The fact is, a human doesn’t become a human just by reaching a certain age or stage of development. A person is a person from the very start. Arguably the biggest difference between these cloned embryos and any baby in a hospital nursery is that the latter was given nine months to grow and a place to do it in.
As for the second argument, the way that a human embryo is created doesn’t make it any less human. For example, a baby produced using in vitro fertilization isn’t any less a baby simply because she was conceived in a petri dish. And nobody ever claimed Dolly wasn’t really a sheep just because she was cloned. Likewise, a cloned human embryo is still a human being, deserving the same respect and protection that all human life deserves.
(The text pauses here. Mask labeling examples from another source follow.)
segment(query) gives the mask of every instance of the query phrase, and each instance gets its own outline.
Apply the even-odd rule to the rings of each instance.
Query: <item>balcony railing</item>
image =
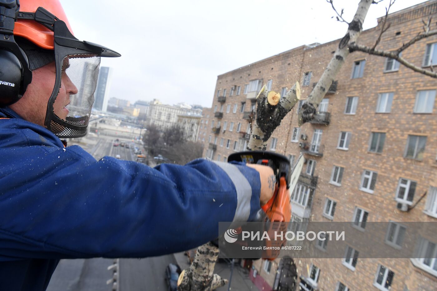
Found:
[[[337,91],[337,85],[338,83],[338,81],[333,81],[332,83],[331,84],[331,86],[329,86],[329,89],[328,89],[328,91],[326,91],[326,94],[333,94]],[[317,83],[312,83],[312,88],[314,89],[314,87],[316,87]]]
[[[330,114],[329,112],[317,112],[309,122],[313,124],[329,124]]]
[[[301,152],[303,153],[315,156],[323,156],[323,149],[325,149],[324,145],[301,142],[299,144],[299,146],[302,149]]]
[[[318,177],[315,177],[303,173],[301,173],[300,177],[299,177],[299,183],[304,184],[312,189],[316,189],[316,187],[317,186],[318,180],[319,180]]]
[[[223,118],[223,112],[215,112],[214,113],[214,117],[216,117],[218,118]]]
[[[218,135],[219,133],[220,133],[220,129],[221,128],[221,126],[218,126],[217,127],[213,127],[212,128],[212,132]]]

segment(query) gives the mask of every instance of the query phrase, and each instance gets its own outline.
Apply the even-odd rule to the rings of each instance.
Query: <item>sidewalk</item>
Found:
[[[173,255],[181,269],[185,270],[190,267],[190,265],[188,263],[188,257],[184,255],[183,252],[177,253]],[[219,275],[224,279],[229,280],[231,274],[231,266],[226,263],[218,262],[215,264],[214,273]],[[227,291],[228,288],[228,285],[226,284],[215,290],[217,291]],[[247,272],[245,272],[245,270],[237,263],[234,265],[230,290],[238,290],[238,291],[240,290],[242,291],[246,290],[259,291],[258,288],[249,279],[248,273]]]

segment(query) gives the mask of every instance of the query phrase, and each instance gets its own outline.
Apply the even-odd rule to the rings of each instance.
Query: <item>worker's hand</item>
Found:
[[[268,202],[273,196],[276,184],[276,176],[273,173],[273,170],[268,166],[256,164],[247,164],[247,166],[253,168],[260,173],[260,180],[261,180],[260,202],[262,206]]]

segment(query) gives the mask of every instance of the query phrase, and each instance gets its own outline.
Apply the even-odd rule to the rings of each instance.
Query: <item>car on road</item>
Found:
[[[177,279],[182,271],[176,264],[170,263],[165,269],[165,281],[169,291],[177,291]]]

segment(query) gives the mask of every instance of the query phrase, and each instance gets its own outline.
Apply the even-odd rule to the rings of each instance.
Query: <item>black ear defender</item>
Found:
[[[19,100],[32,81],[27,57],[14,38],[19,10],[18,0],[0,0],[0,107]]]

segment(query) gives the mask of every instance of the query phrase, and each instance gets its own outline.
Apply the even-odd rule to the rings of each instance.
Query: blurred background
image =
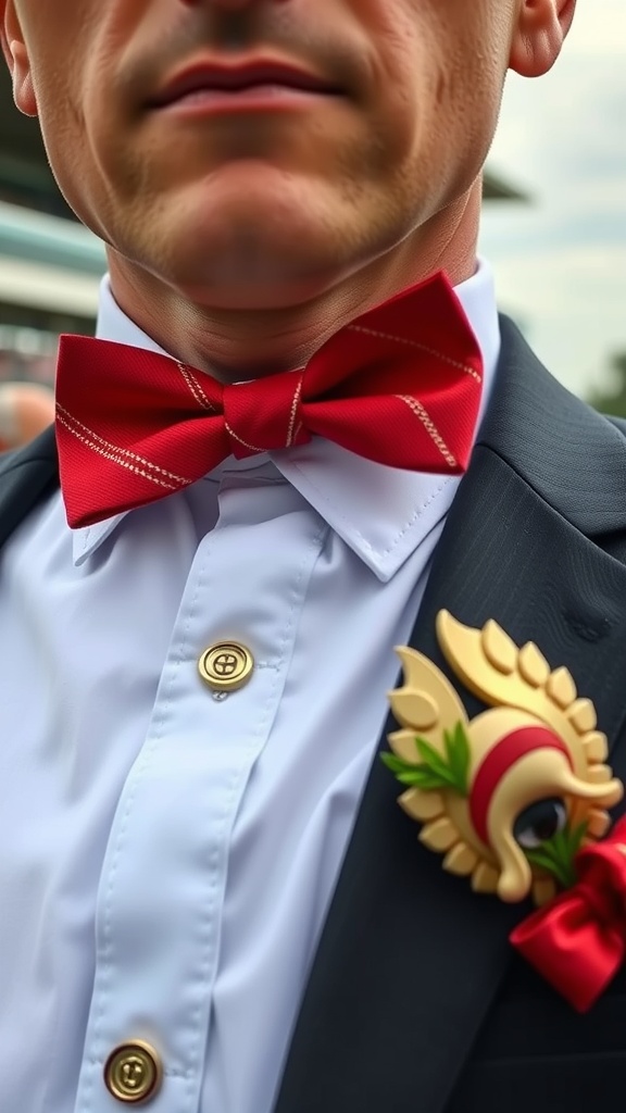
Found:
[[[510,77],[485,195],[501,307],[563,383],[626,415],[625,0],[579,0],[554,71]],[[94,328],[104,269],[0,67],[0,383],[52,383],[58,334]]]

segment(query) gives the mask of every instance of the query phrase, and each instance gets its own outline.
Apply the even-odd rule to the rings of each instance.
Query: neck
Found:
[[[394,294],[444,270],[453,285],[476,270],[480,183],[380,257],[340,275],[315,276],[296,290],[273,287],[275,304],[216,308],[189,297],[109,248],[111,290],[120,308],[177,359],[222,382],[302,367],[343,325]],[[261,292],[266,298],[266,287]]]

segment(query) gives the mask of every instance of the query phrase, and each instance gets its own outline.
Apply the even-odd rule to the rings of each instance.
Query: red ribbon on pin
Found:
[[[511,932],[513,947],[579,1013],[626,958],[626,817],[575,858],[578,880]]]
Protecting life at every stage
Greg Rutecki, M.D., a Fellow at the Center for Bioethics and Human Dignity and an emeritus member of Focus on the Family’s Physicians Resource Council, was asked about the cloning research described above. His response was insightful and penetrating: “Not only does the act of cloning ignore the sanctity of human life through the wanton destruction of living beings, but it also makes life a manufactured commodity…destined to be bought and sold to the highest bidders.”
Dr. Rutecki’s assessment is chilling. Is that what we really want as a society—to buy and sell human life? Are we willing to destroy lives for the hope of better health?
I pray that we will all come to recognize that what endangers and diminishes one of us diminishes and endangers all of us. And I pray that together we’ll choose a higher course, one that protects and values life at all stages.